■概要
【事件名】保護責任者遺棄致死事件
【裁判所】神戸地方裁判所姫路支部
【判決日】2025年5月28日
本件は、重度の呼吸障害がある娘を適切に介護せず自宅に放置し死亡させたとして、保護責任者遺棄致死罪に問われた母親に対する裁判員裁判である。
■事案の概要
被告(33)は、2023年1月27日午後、気道確保のため定期的なたん吸引が必要だった娘(当時8歳)を自宅に残したまま外出し、結果として窒息死させたとされる。
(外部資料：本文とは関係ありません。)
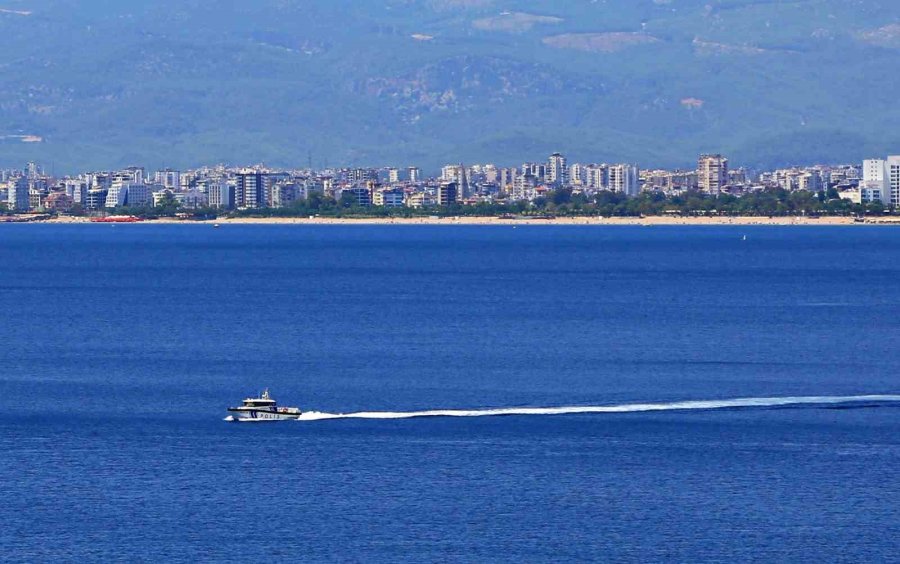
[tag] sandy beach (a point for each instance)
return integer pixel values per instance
(646, 221)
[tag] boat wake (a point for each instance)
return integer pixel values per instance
(741, 403)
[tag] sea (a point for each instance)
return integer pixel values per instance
(528, 393)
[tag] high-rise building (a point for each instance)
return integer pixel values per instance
(598, 177)
(712, 172)
(447, 193)
(169, 178)
(250, 189)
(557, 170)
(537, 170)
(893, 176)
(624, 178)
(451, 173)
(18, 198)
(876, 183)
(220, 194)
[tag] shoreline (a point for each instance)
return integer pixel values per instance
(743, 221)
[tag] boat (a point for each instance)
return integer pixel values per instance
(116, 219)
(262, 408)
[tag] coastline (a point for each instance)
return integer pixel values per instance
(463, 220)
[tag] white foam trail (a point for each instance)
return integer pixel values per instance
(624, 408)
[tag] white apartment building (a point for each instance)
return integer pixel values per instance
(624, 178)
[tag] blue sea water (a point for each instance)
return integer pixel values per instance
(121, 347)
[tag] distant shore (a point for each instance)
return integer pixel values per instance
(465, 220)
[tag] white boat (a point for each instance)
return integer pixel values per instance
(263, 408)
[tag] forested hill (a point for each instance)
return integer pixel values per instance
(103, 83)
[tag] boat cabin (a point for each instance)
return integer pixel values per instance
(262, 401)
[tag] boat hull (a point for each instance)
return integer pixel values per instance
(261, 415)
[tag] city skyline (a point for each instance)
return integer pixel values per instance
(257, 187)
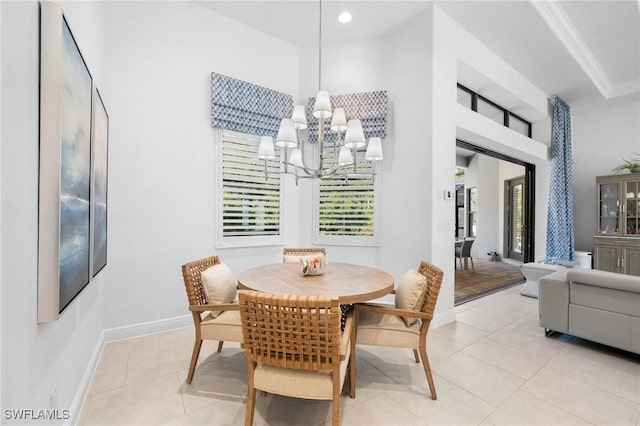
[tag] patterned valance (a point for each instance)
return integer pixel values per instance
(245, 107)
(369, 107)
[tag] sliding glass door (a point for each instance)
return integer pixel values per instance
(514, 218)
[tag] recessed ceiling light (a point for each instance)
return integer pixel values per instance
(344, 17)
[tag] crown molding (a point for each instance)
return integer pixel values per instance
(556, 18)
(626, 88)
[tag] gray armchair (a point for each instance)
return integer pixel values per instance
(464, 250)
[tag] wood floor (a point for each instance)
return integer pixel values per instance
(487, 278)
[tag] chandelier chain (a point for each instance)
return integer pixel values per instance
(320, 45)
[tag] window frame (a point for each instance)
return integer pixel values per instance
(507, 115)
(222, 241)
(349, 240)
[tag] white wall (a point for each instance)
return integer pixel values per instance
(162, 185)
(601, 139)
(461, 49)
(38, 358)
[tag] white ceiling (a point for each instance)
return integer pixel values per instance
(587, 52)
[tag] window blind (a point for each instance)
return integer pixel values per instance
(250, 203)
(346, 203)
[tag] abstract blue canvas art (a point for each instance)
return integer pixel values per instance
(75, 170)
(99, 196)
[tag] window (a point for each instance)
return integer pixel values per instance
(490, 110)
(249, 205)
(518, 124)
(345, 206)
(487, 108)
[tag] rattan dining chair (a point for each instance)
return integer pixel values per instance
(293, 254)
(295, 347)
(379, 325)
(225, 326)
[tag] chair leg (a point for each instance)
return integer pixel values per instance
(251, 405)
(335, 412)
(194, 359)
(352, 368)
(427, 371)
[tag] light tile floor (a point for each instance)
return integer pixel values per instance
(494, 366)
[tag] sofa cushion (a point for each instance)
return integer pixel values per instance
(608, 328)
(605, 279)
(606, 299)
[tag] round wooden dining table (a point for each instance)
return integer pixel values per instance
(348, 282)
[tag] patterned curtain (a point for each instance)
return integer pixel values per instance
(245, 107)
(560, 239)
(369, 107)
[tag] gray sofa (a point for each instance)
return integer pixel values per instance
(600, 306)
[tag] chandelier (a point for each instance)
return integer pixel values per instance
(342, 156)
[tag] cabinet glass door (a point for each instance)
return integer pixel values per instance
(608, 209)
(632, 208)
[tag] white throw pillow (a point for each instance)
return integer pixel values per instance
(410, 293)
(219, 285)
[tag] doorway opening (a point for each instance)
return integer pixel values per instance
(500, 218)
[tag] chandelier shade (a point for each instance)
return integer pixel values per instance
(335, 137)
(339, 120)
(374, 150)
(354, 138)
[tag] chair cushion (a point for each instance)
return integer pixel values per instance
(219, 285)
(298, 383)
(410, 293)
(224, 326)
(386, 330)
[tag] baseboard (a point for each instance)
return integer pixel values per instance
(83, 387)
(443, 318)
(144, 328)
(111, 335)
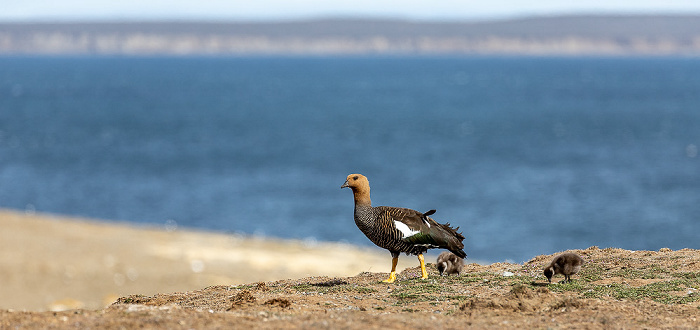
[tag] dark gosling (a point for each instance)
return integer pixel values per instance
(448, 263)
(566, 264)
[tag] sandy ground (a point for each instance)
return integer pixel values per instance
(101, 276)
(53, 263)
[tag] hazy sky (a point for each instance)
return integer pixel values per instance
(18, 10)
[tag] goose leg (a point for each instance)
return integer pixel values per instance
(392, 275)
(423, 271)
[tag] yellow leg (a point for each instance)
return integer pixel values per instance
(423, 271)
(392, 275)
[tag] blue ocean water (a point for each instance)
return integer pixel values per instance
(526, 155)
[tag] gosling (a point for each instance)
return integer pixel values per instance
(566, 264)
(449, 263)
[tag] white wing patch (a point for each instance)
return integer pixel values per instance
(403, 228)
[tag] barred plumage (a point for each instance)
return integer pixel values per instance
(400, 229)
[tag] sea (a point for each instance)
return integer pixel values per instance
(527, 155)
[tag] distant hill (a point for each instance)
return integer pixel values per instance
(558, 36)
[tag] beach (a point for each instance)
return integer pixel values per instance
(77, 273)
(50, 262)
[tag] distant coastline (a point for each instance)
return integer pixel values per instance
(636, 35)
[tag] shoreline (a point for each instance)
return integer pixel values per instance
(51, 262)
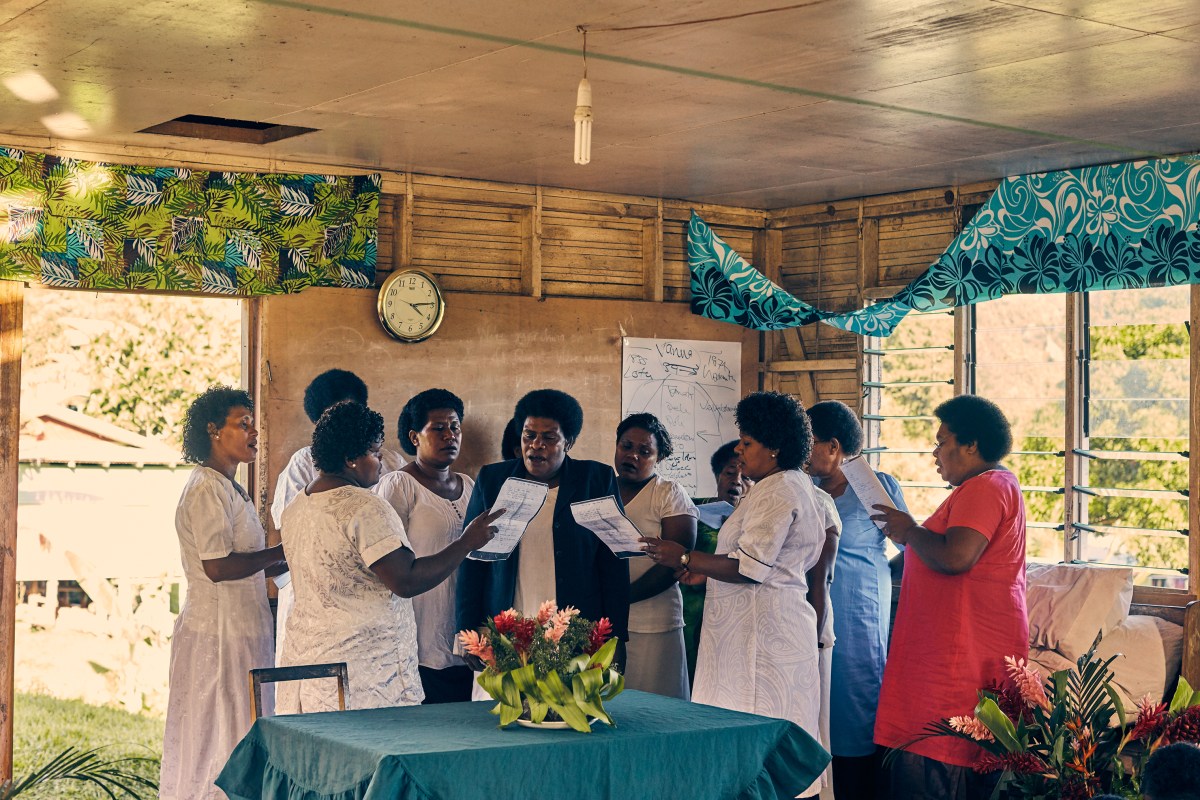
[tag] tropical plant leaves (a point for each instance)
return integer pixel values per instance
(141, 190)
(72, 222)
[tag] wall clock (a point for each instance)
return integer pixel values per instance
(411, 306)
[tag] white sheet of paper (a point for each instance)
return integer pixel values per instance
(522, 499)
(604, 518)
(867, 485)
(714, 513)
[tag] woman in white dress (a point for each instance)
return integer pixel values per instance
(225, 627)
(431, 501)
(354, 572)
(759, 647)
(327, 389)
(657, 660)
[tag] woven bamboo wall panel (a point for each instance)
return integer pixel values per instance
(820, 259)
(909, 244)
(591, 256)
(676, 275)
(469, 247)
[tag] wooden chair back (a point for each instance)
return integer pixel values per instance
(301, 672)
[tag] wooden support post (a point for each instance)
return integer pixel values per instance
(256, 379)
(531, 248)
(1075, 467)
(652, 257)
(402, 254)
(12, 294)
(1194, 467)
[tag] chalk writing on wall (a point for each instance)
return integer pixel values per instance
(693, 388)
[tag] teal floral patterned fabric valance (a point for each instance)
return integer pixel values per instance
(75, 223)
(1116, 227)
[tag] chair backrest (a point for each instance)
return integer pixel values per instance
(301, 672)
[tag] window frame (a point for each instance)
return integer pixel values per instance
(1075, 465)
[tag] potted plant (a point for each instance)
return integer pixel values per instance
(113, 776)
(553, 667)
(1067, 737)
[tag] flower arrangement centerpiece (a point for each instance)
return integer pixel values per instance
(556, 666)
(1067, 737)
娘は生後2カ月時に元夫からの虐待により脳に障害を負い、以後寝たきりの状態で介護が必要であった。
■争点
本件の主な争点は、
・たん吸引の必要性と危険性の認識の有無
・被告が死亡結果を予見できたか
・介護体制・支援制度の利用状況
などであった。
■判決(神戸地裁姫路支部)
神戸地方裁判所姫路支部 の佐藤洋幸裁判長は、被告が適切な吸引を怠れば死亡する可能性を認識していたと認定した。
その上で、
「怠れば死んでしまいかねないと分かっていたと認めるべき」
と判断し、保護責任者遺棄致死の成立を認めた。
一方で、ショートステイの利用制約などの事情も考慮し、懲役2年8月(求刑懲役4年)を言い渡した。
■総合整理(神戸地裁姫路支部)
本件は、重度障害児の在宅介護における監護義務の履行と、その限界が争点となった事案である。
裁判所は結果責任を認めつつも、介護環境や支援制度の制約を一定程度考慮した量刑判断を示した。